At just 25 years-old, Taylor has accomplished more than most Olympic athletes in their entire career, including Olympic gold in London 2012, a World title in 2011, and a World Indoor silver medal in 2012. In 2012 at 22, Taylor’s gold medal made him the youngest man to win the triple jump Olympic title in 100 years. 
 
However a career-threatening injury forced Taylor to change his approach to the jump, a decision that didn’t come easy as an athlete dependent on rhythm and routine. 
 
“The toughest part was more mental than physical because in triple jump we bound off of left and right foot all the time so in practice it’s normal exercise, but to actually do it with the speed was the most difficult part,” Taylor said. 
 
After years of jumping off of his left foot, Taylor’s knees were close to giving out and he was forced to re-learn his approach on his right foot. The change of approach paid off when Taylor was crowned the 2014 Diamond League champion in Zurich. 
 
“All of 2014 I just did my half approach because mentally I just wasn’t ready to push myself for all the speed that I’d be bringing from the 18-20 step approach…but I think Zurich was kind of the hump, the Diamond League final, it was the biggest change for me to be able to jump 17.50m and from that distance I said, ‘Well maybe it’s time to man-up, grow a pair and start jumping,” Taylor said. 
 
Since the Diamond League final jump of 17.51m, Taylor has exploded in the 2015 season beginning with a personal best of 18.04m in just his second competition of the year in Doha.
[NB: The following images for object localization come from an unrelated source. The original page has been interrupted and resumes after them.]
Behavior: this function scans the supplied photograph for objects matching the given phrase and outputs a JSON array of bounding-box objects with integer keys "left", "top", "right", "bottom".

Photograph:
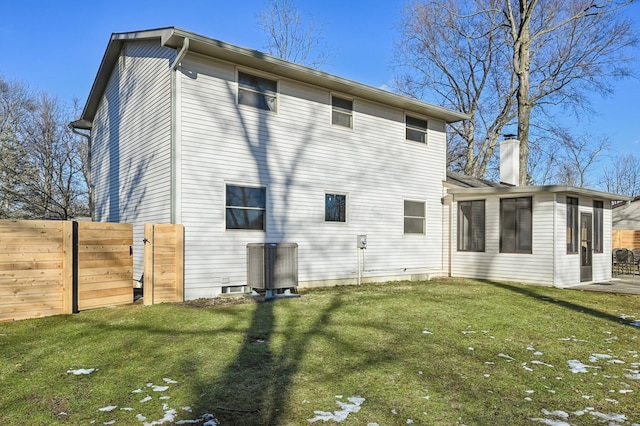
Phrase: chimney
[{"left": 500, "top": 138, "right": 520, "bottom": 186}]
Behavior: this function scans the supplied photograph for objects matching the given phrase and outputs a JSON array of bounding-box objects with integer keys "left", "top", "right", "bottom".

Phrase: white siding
[
  {"left": 451, "top": 191, "right": 614, "bottom": 287},
  {"left": 178, "top": 54, "right": 447, "bottom": 299},
  {"left": 451, "top": 193, "right": 555, "bottom": 286},
  {"left": 91, "top": 40, "right": 174, "bottom": 279}
]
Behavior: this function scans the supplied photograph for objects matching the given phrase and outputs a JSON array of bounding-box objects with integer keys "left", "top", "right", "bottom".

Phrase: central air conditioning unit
[{"left": 247, "top": 243, "right": 298, "bottom": 292}]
He finished runner-up to Cuba's Pedro Pablo Pichardo, the current world-leader at 18.08m.
 
Taylor and Pichardo pose together after competing at Doha Diamond League in May. 

The two athletes have been trading off the world lead spot for the past three months, highlighted by a showdown in Lausanne that saw Taylor jump a personal best of 18.06m, 0.07m ahead of Pichardo and 0.10m further than his previous personal best on his left foot. 
 
“For the longest time I made the excuse that if the distances weren’t coming, I’d say that’s my new leg or that’s my off leg, but now this is just jumping,” Taylor said. 
 
“There’s no more excuses. No one else cares if I’m missing a spike or doing whatever, there’s no excuses. People are going out there to beat everyone else so once I put that out of my head I just said, 'Well I need to be the one that jumps furthest from the board.”
 
With a healthy Taylor and a growing rivalry with Pichardo, the World Championship final is set to provide the setting for a potential world record to be broken. The mark to beat is Jonathan Edwards’ jump of 18.29m from 1995. 
 
“When you talk about world records, this is the greatest all-time and it’s almost for the stars to align. You need the perfect wind, the perfect competition and competitors really going after it so to have both of us at such a high level I think is really good and I think it’s going to make for an even better show next year,” Taylor said. 
 
“I’m not so much worried about Pichardo as I am making sure that I’m the healthiest and best man out there come the finals.”